No belo edifício da razão clássica, não histórica e imutável, o espírito do século XVIII introduziu o fermento da crítica e da contestação. Naquela época, gritos de protesto surgiram de todos os lados e tudo foi submetido ao critério de uma razão que, longe de justificar a ordem reinante — seja a dos grandes sistemas filosóficos ou a ordem política de desigualdades e privilégios —, pretendia, ao contrário, destruí-los.
Nas ciências, o pensamento newtoniano desafiou a física cartesiana. Na filosofia, os herdeiros de Locke — em especial Condillac — atacaram a filosofia dominante e substituíram o pensamento dedutivo por uma abordagem mais genética que investigava as origens do conhecimento humano. Mais do que qualquer outro, Hume desafiou a razão ao mostrar a origem empírica do conceito de causalidade e a natureza ilegítima da indução. Nas esferas econômica e política, a inquietação cresceu ao longo do século até o ponto em que, como sabemos, levou ao salto qualitativo representado pela Revolução Francesa, uma mudança geral que desestruturou o sistema existente e substituiu o Ancien Régime por uma nova organização social mais democrática.

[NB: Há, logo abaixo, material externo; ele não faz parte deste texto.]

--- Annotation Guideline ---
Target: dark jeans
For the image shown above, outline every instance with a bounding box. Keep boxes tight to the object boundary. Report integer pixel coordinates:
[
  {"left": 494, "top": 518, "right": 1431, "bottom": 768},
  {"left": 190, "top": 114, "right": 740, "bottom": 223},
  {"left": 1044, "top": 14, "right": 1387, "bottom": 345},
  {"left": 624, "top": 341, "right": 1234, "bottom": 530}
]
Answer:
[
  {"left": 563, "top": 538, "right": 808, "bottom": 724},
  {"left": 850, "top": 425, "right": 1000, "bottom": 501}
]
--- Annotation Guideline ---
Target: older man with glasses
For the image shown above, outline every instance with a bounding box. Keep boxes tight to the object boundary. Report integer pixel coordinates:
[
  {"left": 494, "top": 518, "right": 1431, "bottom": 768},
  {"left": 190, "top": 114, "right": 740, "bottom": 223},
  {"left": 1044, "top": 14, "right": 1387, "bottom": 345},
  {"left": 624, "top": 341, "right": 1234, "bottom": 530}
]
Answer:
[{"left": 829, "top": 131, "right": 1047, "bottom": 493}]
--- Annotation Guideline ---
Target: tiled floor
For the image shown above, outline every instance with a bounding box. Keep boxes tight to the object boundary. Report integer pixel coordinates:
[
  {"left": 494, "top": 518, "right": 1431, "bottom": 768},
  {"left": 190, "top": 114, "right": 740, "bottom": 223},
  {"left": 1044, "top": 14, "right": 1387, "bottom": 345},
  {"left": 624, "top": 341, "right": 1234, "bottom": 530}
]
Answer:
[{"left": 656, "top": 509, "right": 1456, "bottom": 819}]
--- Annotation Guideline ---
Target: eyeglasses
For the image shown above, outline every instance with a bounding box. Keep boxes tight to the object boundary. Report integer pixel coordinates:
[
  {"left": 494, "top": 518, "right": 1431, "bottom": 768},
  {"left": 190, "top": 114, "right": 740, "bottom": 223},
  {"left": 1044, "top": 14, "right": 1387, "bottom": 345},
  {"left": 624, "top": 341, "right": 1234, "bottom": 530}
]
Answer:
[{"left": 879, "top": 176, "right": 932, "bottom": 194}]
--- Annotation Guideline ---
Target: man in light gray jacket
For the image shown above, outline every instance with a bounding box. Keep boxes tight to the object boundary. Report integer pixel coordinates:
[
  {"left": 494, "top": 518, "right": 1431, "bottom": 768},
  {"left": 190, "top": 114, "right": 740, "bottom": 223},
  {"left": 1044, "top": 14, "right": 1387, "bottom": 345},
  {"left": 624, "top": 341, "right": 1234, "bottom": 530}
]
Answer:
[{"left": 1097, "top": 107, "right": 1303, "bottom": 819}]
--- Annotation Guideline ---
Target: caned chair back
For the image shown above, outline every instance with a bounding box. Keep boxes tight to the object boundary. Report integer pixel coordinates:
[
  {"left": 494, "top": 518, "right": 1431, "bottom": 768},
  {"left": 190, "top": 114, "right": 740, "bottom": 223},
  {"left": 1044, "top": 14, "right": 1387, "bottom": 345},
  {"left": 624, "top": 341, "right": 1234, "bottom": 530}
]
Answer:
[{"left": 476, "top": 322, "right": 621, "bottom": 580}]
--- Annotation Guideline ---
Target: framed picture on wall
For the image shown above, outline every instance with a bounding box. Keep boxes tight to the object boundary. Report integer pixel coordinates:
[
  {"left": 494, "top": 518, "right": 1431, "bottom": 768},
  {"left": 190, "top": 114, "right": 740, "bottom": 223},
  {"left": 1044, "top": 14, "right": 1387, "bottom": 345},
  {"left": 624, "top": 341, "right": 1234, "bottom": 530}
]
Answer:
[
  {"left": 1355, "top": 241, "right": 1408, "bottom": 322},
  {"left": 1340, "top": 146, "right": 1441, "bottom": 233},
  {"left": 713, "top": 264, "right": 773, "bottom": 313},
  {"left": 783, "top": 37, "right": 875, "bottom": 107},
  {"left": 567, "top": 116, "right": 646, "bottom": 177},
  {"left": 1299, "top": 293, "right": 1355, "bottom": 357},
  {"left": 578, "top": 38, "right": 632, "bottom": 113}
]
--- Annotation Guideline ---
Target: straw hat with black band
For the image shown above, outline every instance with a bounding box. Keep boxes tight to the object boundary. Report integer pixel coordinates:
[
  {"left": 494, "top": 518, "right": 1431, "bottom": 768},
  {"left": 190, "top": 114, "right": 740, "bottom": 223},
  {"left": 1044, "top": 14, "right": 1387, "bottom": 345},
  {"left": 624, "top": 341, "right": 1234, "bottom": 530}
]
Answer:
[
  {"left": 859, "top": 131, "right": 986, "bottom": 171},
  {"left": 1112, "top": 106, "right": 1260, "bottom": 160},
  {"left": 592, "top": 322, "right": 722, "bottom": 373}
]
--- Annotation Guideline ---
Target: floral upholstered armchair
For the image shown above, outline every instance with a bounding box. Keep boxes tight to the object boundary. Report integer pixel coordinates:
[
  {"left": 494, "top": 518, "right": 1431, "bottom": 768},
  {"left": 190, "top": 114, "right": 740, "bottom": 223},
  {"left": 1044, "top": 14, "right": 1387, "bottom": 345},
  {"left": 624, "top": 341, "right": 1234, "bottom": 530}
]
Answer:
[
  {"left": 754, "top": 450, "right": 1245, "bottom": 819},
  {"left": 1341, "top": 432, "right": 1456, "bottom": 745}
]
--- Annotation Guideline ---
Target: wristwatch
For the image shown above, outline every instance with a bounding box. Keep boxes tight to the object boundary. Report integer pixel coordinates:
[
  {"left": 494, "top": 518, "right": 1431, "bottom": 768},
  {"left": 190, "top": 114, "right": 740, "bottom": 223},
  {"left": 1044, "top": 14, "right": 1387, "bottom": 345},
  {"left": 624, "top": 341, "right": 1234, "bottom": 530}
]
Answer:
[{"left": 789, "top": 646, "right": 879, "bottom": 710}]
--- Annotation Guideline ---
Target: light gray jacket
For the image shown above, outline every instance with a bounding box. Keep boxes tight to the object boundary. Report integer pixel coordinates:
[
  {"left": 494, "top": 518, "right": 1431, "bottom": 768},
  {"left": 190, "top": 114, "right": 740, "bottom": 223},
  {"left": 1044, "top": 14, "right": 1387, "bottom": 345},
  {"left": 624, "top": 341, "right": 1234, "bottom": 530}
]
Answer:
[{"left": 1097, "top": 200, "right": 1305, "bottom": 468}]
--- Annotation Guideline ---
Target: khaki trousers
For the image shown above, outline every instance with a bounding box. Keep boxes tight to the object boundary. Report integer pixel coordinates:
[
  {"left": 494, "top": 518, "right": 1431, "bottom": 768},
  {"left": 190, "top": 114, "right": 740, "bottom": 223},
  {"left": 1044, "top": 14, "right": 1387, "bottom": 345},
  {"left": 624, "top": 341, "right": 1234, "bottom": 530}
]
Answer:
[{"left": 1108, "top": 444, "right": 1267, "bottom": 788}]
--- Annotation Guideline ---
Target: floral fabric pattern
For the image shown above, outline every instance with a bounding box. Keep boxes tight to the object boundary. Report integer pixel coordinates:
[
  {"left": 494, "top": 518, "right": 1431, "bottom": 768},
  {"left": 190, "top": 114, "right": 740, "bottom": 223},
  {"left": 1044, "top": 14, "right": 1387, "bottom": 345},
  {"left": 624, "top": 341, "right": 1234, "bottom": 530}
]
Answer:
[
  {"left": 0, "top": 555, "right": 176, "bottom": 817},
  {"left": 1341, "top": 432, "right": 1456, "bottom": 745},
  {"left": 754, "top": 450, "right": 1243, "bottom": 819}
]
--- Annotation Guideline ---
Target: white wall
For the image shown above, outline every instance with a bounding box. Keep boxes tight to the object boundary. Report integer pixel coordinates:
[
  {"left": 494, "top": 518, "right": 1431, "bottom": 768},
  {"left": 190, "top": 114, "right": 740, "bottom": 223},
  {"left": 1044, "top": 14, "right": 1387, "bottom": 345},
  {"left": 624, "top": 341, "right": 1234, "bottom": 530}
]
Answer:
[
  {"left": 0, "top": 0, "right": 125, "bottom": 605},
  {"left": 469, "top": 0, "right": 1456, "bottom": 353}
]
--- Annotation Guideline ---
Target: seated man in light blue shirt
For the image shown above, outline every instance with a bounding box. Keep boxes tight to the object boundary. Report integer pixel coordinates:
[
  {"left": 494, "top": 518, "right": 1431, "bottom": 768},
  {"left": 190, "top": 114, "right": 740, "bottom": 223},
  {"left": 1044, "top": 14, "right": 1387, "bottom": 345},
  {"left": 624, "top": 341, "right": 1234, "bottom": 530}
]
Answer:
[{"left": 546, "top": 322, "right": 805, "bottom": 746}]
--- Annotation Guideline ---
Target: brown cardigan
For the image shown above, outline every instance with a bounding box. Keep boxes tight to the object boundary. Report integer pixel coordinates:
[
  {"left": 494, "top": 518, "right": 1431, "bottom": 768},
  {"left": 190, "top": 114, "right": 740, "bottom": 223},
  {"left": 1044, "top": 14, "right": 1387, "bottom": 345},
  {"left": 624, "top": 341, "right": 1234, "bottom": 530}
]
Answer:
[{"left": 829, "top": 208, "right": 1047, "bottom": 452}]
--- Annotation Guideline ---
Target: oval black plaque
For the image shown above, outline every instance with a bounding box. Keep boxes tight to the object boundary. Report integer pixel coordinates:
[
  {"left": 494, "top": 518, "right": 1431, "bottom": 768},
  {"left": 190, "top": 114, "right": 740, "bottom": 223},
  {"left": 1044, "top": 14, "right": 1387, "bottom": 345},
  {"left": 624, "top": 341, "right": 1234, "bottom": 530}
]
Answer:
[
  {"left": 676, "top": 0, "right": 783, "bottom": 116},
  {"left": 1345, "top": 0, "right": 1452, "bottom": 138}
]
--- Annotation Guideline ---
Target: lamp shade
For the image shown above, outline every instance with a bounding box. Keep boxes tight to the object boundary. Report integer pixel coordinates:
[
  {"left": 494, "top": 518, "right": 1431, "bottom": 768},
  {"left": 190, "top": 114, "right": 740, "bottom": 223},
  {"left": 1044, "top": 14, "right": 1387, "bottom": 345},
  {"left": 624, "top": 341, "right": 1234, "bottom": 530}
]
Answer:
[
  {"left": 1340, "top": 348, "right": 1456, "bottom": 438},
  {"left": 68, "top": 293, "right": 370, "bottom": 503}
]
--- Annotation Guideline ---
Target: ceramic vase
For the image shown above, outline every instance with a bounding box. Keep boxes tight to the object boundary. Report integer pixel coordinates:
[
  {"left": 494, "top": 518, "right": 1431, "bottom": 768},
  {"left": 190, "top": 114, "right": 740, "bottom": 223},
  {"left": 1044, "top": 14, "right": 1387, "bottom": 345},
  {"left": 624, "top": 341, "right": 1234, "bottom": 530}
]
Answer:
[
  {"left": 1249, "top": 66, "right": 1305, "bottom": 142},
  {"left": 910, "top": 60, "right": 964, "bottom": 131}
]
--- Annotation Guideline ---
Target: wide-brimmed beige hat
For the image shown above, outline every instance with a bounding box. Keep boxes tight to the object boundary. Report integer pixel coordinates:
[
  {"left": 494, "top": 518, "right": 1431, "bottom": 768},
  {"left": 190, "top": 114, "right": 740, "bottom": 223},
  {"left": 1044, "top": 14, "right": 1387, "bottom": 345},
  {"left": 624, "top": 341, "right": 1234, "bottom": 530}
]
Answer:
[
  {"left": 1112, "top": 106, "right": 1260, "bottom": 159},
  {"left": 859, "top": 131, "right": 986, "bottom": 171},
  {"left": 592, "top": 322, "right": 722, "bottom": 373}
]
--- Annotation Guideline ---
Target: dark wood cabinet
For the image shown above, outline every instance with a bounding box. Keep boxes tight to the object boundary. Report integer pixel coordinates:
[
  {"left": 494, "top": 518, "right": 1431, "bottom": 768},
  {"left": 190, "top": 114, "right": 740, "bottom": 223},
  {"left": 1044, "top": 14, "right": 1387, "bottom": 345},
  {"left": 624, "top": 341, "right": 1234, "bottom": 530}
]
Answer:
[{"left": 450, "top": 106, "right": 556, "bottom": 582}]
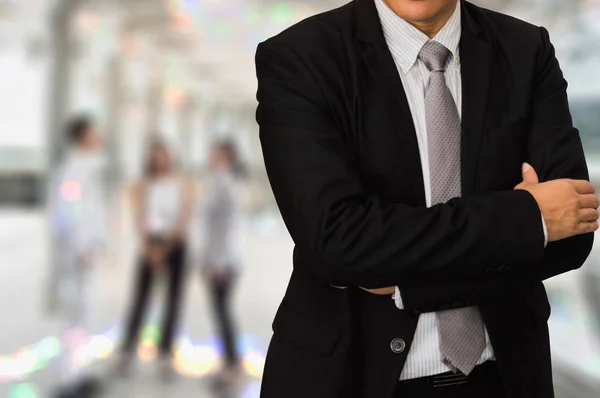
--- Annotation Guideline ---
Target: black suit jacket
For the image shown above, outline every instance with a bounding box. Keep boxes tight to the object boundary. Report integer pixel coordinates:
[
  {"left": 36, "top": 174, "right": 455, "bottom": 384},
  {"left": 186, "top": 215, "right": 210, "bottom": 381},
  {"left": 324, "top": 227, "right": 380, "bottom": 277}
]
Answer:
[{"left": 256, "top": 0, "right": 593, "bottom": 398}]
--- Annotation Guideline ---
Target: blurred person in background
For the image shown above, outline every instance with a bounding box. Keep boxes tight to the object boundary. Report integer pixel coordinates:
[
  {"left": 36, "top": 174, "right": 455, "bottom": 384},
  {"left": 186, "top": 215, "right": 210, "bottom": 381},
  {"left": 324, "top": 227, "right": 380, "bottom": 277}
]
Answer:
[
  {"left": 256, "top": 0, "right": 599, "bottom": 398},
  {"left": 119, "top": 140, "right": 194, "bottom": 377},
  {"left": 50, "top": 116, "right": 106, "bottom": 398},
  {"left": 201, "top": 140, "right": 245, "bottom": 386}
]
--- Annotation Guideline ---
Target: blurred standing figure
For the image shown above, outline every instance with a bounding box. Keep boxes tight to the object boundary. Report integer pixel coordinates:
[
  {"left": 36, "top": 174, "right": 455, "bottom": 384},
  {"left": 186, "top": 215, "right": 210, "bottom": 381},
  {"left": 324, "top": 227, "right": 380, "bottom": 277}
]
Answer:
[
  {"left": 116, "top": 141, "right": 193, "bottom": 376},
  {"left": 50, "top": 116, "right": 106, "bottom": 398},
  {"left": 202, "top": 141, "right": 243, "bottom": 385}
]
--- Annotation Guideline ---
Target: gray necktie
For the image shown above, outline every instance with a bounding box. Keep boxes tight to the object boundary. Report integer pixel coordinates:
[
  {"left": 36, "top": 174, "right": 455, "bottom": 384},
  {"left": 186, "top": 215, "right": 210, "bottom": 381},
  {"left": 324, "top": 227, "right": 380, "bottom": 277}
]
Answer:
[{"left": 419, "top": 41, "right": 486, "bottom": 375}]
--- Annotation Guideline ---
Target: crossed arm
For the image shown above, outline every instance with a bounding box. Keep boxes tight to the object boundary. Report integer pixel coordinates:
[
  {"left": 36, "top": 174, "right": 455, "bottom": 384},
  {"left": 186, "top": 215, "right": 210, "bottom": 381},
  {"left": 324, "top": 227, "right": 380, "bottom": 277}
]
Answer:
[{"left": 256, "top": 26, "right": 592, "bottom": 312}]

Toda crise exige uma crítica. A crise é o momento de maior perturbação: por exemplo, como vimos no caso de uma doença, o momento em que a febre está no auge. Mas é precisamente esse momento decisivo de crise que exige uma análise e um discernimento de suas causas, o que levará — o campo médico é paradigmático aqui — a um diagnóstico e à indicação de um tratamento. O mesmo se aplica às crises econômicas ou culturais e às doenças. A crise histórica e espiritual do final do século XVIII, que anunciou a morte do Ancien Régime e da Era Clássica, encontrou sua solução. Politicamente, ela levou à Revolução Francesa e, após o término desse período de turbulência, a uma nova organização política que levou ao Primeiro Império. Na filosofia, a crise da sistematicidade clássica foi temporariamente resolvida pela crítica kantiana à metafísica. Mas esse foi apenas um primeiro passo, pois a filosofia kantiana ainda deixava o homem — tanto a razão quanto a sensibilidade — em um estado separado. A verdadeira crítica virá com Hegel, para quem, como explicado nas Lições sobre a Filosofia da História, “o homem deve compreender que sua infelicidade é a infelicidade de sua própria natureza, que a separação e a discórdia são parte integrante dessa natureza ”66. A dialética hegeliana nasce, portanto, da crise histórica e espiritual e das múltiplas contradições da época que a gerou. Ela se apresenta como uma solução para essa crise e essas contradições no sentido de que, longe de se contentar em sofrê-las ou procurar negá-las, ela as integra como elementos necessários do processo histórico. É a experiência adquirida nos tormentos da crise, no desgosto e nas contradições espirituais que constitui a própria vida do espírito. Assim, a história como um todo se torna uma sucessão incessante de crises e momentos críticos.